夫婦関係の破綻とは、夫婦としての実態が失われ、将来も修復できる見込みがない状態を指します。
裁判で離婚を認めてもらうためには、この破綻が客観的な事実に基づいて証明される必要があります。
今回は、夫婦関係の破綻が認められる主な条件や、認められにくい具体例について解説します。
夫婦関係の破綻が認められる主な条件
裁判所が夫婦関係の破綻を判断する際は、主に以下のような条件が総合的に考慮されます。
- 長期間別居しているかどうか
- 夫婦の協力義務に違反しているかどうか
- 夫婦の扶助義務を怠っているかどうか
夫婦関係の破綻はひとつの理由だけで決まるものではなく、複数の事情が重なり合っているかが重要な判断材料となります。
もっとも重要な判断要素のひとつとして、長期間の別居により夫婦共同生活の実態が失われていることが挙げられます。
別居期間が長ければ長いほど、夫婦の実態がなく実質破綻状態であるとみなされる可能性が高まります。

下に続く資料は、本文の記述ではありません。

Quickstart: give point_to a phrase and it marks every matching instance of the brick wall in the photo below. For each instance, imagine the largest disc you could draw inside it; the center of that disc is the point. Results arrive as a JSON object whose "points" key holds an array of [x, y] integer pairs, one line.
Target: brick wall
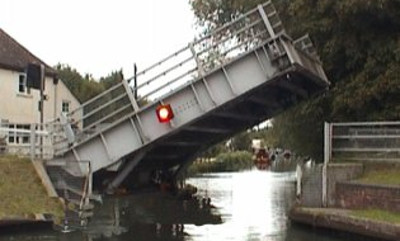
{"points": [[340, 172], [361, 196], [311, 195]]}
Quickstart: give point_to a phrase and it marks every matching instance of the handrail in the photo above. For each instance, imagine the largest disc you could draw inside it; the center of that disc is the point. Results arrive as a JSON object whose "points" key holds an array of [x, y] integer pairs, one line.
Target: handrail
{"points": [[160, 62], [230, 36], [171, 70], [114, 87], [103, 106], [164, 73]]}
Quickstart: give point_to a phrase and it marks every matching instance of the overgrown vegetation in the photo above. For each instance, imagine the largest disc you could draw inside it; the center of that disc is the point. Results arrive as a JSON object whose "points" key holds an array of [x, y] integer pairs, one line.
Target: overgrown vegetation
{"points": [[21, 191], [223, 162], [86, 87], [359, 43], [376, 214]]}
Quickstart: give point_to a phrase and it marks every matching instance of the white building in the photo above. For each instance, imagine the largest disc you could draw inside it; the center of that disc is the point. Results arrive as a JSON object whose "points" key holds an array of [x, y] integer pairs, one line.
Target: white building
{"points": [[19, 105]]}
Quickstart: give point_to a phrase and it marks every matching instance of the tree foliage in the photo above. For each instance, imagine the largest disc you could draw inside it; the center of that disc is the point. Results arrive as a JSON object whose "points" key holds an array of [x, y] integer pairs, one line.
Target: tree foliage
{"points": [[86, 87], [359, 43]]}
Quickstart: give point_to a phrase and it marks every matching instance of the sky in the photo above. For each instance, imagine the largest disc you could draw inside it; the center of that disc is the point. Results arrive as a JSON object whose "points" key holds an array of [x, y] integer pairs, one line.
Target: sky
{"points": [[99, 36]]}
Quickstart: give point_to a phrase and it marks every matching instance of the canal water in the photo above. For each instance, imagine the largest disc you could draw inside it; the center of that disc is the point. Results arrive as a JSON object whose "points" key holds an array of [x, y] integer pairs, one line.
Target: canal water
{"points": [[241, 206]]}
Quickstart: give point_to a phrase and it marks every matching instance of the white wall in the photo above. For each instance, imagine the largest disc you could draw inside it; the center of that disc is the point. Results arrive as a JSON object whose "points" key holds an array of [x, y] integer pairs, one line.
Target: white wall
{"points": [[23, 108]]}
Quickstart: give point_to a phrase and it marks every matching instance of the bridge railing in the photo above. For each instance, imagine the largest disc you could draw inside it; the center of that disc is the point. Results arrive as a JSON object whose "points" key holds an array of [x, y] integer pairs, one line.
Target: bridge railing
{"points": [[30, 140], [363, 141], [200, 57]]}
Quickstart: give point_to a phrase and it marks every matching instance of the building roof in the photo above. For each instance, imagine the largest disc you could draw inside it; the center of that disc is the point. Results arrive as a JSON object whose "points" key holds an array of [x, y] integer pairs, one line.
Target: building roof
{"points": [[14, 56]]}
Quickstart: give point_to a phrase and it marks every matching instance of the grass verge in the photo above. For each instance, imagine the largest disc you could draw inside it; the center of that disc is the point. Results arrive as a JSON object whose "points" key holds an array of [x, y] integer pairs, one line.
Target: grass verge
{"points": [[21, 191], [378, 215]]}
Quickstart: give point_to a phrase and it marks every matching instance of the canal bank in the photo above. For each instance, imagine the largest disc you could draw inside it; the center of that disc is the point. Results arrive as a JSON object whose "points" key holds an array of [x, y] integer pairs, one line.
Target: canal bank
{"points": [[251, 205], [24, 199], [362, 199]]}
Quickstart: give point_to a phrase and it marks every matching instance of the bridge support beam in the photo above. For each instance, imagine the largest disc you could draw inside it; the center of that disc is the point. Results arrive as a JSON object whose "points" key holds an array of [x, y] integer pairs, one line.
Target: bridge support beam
{"points": [[125, 172]]}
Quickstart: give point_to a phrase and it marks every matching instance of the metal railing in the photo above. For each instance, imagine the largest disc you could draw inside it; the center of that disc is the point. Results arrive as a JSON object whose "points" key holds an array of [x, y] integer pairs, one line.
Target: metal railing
{"points": [[363, 141], [31, 140], [200, 57]]}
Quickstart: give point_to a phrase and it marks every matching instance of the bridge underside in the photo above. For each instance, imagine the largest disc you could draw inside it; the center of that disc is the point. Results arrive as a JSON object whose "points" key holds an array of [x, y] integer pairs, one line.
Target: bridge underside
{"points": [[227, 81], [178, 149]]}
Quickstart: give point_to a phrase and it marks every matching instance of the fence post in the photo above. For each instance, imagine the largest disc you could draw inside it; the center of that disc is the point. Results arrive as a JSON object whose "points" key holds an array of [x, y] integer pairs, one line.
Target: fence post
{"points": [[33, 142], [327, 156], [196, 58]]}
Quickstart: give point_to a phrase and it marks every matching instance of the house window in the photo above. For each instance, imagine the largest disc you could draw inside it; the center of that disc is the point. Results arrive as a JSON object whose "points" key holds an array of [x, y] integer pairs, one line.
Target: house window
{"points": [[65, 106], [19, 134], [22, 89]]}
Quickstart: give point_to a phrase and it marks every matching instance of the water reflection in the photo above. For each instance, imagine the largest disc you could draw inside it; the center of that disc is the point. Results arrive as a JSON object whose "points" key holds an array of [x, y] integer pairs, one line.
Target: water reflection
{"points": [[244, 206]]}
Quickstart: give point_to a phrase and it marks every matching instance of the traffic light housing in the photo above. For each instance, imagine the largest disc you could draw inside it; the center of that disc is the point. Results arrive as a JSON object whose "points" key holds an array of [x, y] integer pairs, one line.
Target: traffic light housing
{"points": [[164, 113]]}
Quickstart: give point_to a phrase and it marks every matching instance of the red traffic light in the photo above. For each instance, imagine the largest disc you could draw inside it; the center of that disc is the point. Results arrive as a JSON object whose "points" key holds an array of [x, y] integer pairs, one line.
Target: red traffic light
{"points": [[164, 113]]}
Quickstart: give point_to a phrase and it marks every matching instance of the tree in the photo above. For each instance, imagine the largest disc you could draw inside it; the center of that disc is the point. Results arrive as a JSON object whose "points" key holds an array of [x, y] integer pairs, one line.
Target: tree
{"points": [[359, 43], [84, 88]]}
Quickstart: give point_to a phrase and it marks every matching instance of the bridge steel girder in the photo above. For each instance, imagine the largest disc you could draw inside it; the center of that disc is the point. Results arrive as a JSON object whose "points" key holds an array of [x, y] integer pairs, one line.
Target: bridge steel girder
{"points": [[243, 81]]}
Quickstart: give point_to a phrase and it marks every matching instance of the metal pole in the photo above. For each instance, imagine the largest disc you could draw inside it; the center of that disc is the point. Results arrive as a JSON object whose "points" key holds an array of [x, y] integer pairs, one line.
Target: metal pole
{"points": [[327, 155], [135, 80], [33, 142], [42, 79]]}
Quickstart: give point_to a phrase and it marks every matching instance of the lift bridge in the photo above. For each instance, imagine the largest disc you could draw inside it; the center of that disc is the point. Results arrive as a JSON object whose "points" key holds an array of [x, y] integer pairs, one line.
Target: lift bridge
{"points": [[228, 80]]}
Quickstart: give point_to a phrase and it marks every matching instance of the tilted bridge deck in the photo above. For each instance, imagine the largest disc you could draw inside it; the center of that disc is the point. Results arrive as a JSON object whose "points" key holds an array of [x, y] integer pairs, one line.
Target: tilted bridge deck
{"points": [[230, 79]]}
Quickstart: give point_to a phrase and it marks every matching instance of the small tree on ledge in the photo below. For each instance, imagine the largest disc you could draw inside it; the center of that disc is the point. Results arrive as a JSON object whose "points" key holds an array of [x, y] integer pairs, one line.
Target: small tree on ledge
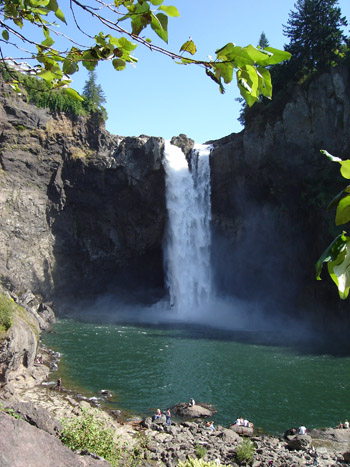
{"points": [[94, 96]]}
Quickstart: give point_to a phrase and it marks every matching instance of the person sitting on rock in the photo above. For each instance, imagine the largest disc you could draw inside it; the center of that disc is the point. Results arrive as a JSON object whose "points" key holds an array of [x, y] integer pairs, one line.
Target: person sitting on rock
{"points": [[168, 417], [210, 425]]}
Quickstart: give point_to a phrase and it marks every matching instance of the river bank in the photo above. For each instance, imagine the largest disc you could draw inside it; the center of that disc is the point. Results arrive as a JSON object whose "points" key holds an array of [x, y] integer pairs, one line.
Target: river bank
{"points": [[33, 408], [157, 444]]}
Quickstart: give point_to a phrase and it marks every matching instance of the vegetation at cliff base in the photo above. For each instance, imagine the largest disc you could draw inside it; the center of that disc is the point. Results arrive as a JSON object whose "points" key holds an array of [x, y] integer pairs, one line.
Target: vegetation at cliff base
{"points": [[88, 432], [337, 254], [245, 451], [199, 463], [7, 308]]}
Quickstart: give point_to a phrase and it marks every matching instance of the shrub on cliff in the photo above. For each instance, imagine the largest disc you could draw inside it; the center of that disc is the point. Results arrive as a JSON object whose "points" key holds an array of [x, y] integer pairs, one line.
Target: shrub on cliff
{"points": [[245, 451], [88, 432], [7, 307], [39, 93]]}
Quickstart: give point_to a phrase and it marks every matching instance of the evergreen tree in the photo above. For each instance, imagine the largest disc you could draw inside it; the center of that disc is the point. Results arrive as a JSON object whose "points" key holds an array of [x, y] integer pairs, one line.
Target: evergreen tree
{"points": [[315, 33], [263, 41], [93, 91], [94, 96]]}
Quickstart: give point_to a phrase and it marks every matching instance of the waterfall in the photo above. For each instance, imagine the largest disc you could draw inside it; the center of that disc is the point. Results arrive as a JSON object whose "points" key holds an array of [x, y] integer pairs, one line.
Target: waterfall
{"points": [[187, 239]]}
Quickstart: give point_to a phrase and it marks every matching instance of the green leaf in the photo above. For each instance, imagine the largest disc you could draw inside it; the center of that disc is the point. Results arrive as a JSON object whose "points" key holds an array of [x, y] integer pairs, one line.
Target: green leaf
{"points": [[339, 270], [69, 67], [53, 6], [343, 211], [118, 64], [189, 46], [39, 2], [73, 93], [159, 24], [46, 75], [126, 44], [265, 85], [338, 197], [224, 70], [345, 165], [169, 10], [331, 253]]}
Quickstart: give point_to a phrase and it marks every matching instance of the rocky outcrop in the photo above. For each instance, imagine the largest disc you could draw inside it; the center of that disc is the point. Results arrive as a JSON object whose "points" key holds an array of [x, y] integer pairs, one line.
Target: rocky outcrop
{"points": [[83, 211], [23, 445], [270, 190], [19, 345], [78, 206]]}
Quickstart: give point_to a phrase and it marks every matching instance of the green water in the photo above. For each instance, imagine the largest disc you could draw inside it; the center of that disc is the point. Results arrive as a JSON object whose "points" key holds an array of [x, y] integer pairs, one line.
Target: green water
{"points": [[150, 367]]}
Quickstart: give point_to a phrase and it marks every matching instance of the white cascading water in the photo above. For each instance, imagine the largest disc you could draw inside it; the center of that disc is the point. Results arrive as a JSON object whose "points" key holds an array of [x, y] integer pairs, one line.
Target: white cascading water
{"points": [[187, 240]]}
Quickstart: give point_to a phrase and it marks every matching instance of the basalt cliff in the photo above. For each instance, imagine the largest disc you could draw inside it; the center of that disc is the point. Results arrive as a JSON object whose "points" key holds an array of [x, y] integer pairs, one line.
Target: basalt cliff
{"points": [[83, 212]]}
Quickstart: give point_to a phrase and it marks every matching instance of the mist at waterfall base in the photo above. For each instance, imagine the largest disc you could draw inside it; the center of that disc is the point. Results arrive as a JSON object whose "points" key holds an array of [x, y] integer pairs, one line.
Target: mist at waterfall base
{"points": [[218, 334], [194, 274]]}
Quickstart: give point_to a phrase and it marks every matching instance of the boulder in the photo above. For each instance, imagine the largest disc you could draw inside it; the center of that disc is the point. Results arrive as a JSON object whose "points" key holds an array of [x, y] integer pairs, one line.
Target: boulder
{"points": [[199, 410], [36, 416], [299, 442]]}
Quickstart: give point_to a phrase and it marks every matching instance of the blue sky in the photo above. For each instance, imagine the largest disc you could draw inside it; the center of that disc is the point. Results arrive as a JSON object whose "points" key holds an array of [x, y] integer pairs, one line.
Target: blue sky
{"points": [[161, 98]]}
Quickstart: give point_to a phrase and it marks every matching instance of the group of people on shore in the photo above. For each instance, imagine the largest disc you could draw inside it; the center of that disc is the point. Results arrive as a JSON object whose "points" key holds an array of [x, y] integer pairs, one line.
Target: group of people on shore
{"points": [[167, 416], [240, 421], [345, 425]]}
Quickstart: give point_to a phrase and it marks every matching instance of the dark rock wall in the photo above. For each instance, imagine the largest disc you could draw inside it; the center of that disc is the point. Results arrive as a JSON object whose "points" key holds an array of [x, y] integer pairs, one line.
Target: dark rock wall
{"points": [[83, 211], [79, 208], [270, 190]]}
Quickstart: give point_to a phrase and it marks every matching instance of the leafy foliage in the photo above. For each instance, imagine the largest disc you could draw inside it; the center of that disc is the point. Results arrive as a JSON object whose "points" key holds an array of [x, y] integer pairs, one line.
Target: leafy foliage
{"points": [[7, 308], [11, 412], [89, 432], [245, 451], [337, 254], [263, 41], [42, 95], [55, 67], [94, 94], [315, 34]]}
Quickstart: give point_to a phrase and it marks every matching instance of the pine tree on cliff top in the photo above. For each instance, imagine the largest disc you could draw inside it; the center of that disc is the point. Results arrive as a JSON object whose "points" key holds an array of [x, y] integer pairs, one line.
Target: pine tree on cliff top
{"points": [[315, 33]]}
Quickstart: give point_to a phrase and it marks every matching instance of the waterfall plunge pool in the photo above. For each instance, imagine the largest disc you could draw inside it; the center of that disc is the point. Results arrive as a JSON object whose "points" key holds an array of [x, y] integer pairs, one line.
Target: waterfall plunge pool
{"points": [[147, 367]]}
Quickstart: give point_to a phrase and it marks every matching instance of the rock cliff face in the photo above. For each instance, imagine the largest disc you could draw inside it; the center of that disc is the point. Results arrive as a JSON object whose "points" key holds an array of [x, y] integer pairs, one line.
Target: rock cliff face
{"points": [[83, 211], [270, 190], [78, 206]]}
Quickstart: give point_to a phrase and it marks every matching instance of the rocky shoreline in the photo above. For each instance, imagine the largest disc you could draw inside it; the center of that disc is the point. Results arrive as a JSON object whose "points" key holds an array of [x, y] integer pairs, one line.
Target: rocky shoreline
{"points": [[43, 406]]}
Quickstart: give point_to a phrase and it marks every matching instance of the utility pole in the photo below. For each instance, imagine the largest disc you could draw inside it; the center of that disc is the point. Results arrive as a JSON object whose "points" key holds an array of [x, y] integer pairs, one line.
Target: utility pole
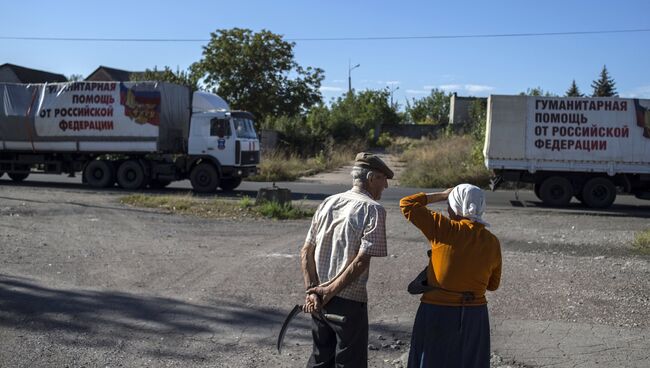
{"points": [[350, 68], [391, 94]]}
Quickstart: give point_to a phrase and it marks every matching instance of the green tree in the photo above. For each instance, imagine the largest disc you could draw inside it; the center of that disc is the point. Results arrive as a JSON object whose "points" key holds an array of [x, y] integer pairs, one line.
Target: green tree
{"points": [[360, 114], [604, 86], [573, 91], [433, 109], [187, 78], [257, 72], [75, 78]]}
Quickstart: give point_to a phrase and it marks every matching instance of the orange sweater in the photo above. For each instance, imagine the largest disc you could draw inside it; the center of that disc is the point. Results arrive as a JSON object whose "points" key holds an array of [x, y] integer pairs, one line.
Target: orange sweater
{"points": [[465, 256]]}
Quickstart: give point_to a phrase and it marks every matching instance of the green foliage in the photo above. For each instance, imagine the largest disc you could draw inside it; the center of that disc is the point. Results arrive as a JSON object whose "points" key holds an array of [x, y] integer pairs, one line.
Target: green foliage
{"points": [[284, 211], [384, 140], [188, 78], [257, 72], [283, 166], [75, 78], [604, 86], [573, 91], [352, 117], [433, 109], [246, 202], [442, 163], [642, 242]]}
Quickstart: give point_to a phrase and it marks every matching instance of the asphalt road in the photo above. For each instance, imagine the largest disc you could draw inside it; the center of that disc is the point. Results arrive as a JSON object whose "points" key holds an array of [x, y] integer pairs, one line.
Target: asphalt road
{"points": [[88, 282], [625, 205]]}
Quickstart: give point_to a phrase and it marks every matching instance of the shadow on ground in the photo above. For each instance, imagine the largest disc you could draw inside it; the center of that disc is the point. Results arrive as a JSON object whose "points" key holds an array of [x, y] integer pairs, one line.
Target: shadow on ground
{"points": [[109, 320]]}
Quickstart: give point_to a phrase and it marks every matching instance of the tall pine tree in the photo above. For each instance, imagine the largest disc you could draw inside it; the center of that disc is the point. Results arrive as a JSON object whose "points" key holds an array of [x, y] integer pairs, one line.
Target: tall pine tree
{"points": [[573, 91], [605, 86]]}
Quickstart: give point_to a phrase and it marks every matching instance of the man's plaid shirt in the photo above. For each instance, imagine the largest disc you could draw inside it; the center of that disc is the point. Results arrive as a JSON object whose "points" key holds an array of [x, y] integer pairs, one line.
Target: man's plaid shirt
{"points": [[344, 225]]}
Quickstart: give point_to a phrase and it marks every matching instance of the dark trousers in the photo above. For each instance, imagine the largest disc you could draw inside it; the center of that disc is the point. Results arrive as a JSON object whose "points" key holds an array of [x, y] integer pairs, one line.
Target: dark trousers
{"points": [[450, 337], [341, 345]]}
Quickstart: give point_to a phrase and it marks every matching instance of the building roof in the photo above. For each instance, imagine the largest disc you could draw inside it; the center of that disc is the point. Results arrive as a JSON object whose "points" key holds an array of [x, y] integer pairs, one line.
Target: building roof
{"points": [[27, 75]]}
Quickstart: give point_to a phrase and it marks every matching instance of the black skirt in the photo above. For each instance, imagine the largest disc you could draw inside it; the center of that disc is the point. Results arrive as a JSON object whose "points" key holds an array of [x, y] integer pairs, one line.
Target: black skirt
{"points": [[450, 337]]}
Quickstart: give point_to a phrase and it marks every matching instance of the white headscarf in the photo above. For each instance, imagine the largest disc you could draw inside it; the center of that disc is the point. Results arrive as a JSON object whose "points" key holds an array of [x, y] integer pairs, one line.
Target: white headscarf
{"points": [[468, 201]]}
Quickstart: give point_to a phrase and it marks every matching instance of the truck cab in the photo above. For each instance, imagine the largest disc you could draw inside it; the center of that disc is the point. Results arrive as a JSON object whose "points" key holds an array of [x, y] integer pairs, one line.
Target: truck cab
{"points": [[222, 144]]}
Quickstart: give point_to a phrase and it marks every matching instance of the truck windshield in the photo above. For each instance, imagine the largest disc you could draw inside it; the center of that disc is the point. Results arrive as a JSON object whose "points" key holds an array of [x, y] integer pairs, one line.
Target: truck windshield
{"points": [[244, 128]]}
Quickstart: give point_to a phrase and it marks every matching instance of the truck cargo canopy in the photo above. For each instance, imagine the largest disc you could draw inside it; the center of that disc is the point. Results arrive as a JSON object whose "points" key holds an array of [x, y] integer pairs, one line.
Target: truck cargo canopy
{"points": [[204, 102]]}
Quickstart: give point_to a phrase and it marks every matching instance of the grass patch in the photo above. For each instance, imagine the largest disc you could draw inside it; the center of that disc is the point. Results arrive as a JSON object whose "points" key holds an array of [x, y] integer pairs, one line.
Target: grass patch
{"points": [[442, 163], [642, 242], [217, 208], [281, 166]]}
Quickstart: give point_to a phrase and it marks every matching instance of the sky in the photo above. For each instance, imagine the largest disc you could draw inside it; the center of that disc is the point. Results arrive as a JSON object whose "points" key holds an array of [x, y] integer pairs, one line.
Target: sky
{"points": [[469, 66]]}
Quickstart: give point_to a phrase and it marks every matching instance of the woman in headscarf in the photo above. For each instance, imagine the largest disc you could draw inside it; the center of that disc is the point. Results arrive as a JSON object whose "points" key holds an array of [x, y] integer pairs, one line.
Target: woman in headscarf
{"points": [[452, 327]]}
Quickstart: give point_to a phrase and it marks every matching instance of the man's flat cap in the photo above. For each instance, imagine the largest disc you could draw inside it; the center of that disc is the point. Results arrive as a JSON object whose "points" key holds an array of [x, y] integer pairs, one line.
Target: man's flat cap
{"points": [[370, 161]]}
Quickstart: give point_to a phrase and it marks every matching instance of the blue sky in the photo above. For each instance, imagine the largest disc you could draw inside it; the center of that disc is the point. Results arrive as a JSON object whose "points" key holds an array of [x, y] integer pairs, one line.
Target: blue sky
{"points": [[468, 66]]}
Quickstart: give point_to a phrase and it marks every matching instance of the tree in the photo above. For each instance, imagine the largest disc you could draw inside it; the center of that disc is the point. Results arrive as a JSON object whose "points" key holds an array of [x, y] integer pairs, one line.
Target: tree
{"points": [[75, 78], [604, 86], [573, 91], [187, 78], [433, 109], [256, 72]]}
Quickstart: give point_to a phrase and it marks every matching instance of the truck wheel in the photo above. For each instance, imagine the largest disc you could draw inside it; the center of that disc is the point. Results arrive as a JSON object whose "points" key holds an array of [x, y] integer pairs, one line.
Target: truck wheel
{"points": [[204, 178], [159, 184], [130, 175], [18, 177], [599, 193], [100, 174], [556, 191], [229, 183]]}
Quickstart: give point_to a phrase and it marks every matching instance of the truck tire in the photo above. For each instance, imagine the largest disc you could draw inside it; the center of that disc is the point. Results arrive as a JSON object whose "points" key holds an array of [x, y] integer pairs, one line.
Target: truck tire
{"points": [[159, 184], [18, 177], [599, 193], [100, 174], [229, 183], [556, 191], [204, 178], [130, 175]]}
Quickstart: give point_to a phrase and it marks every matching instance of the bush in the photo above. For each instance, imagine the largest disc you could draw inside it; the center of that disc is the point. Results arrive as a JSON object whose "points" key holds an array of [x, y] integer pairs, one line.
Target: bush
{"points": [[642, 242], [282, 211], [442, 163], [283, 166]]}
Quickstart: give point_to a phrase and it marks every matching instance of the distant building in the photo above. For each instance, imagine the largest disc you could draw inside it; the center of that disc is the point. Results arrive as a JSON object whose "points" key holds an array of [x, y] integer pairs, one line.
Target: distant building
{"points": [[10, 73], [106, 74], [459, 109]]}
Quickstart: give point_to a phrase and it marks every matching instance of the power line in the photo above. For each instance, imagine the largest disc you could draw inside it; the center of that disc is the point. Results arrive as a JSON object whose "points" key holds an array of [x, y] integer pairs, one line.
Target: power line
{"points": [[379, 38]]}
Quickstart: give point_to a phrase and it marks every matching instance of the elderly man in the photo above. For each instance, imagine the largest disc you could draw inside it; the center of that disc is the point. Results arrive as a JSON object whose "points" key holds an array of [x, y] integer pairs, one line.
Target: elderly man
{"points": [[346, 231]]}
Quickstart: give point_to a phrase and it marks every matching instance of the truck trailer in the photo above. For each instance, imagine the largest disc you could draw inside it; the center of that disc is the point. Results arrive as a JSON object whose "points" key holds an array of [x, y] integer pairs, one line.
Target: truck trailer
{"points": [[587, 148], [135, 134]]}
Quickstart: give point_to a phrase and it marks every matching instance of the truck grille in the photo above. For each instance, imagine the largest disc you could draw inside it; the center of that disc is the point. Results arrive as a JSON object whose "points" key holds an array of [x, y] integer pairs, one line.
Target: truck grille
{"points": [[250, 157]]}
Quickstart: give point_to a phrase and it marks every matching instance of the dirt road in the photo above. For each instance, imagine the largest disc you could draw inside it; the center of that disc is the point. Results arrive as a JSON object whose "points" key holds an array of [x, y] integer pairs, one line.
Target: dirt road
{"points": [[87, 282]]}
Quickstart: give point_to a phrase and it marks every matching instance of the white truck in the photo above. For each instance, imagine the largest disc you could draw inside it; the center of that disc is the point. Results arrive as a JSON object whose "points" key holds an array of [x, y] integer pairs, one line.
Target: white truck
{"points": [[135, 134], [587, 148]]}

家庭内別居は、同居義務に違反しているかの判断が難しいため、客観的な証明が難しいといわれています。
夫婦関係の破綻の条件を満たさないケース
夫婦の間にトラブルがあっても次のようなケースでは、直ちに破綻の条件を満たしているとは認められない事例も存在します。
- 別居期間が短い
- 別居に正当な理由がある
- 修復に向けた努力の欠如
- 具体的なエピソードの不足
一時的な感情の対立による数か月程度の短い別居は、まだ修復の余地があると判断される傾向にあります。
仕事上の単身赴任や親の介護など、やむを得ない事情で別居している場合は、夫婦関係が壊れた条件には当てはまりません。
また、性格の不一致を主張するだけで具体的な事情が示されていない場合や、別居期間が短く婚姻関係の修復可能性が残されている場合には、夫婦関係の破綻が認められない可能性があります。
ご自身の状況がこれらの事例に該当しないか、慎重に見極めることが重要です。
まとめ
夫婦関係の破綻を認めてもらうためには、別居期間や生活の実態など、複数の条件を総合的に満たしている必要があります。
法的な根拠が不足していると、望む結果を得られない可能性もあるため、事前の確認が重要です。
ご自身の状況が客観的な条件に当てはまるかを正しく把握することは、納得のいく解決を目指すうえで大きな助けとなります。
今後の見通しについて適切な助言を受けるためにも、まずは弁護士への相談を検討してみてください。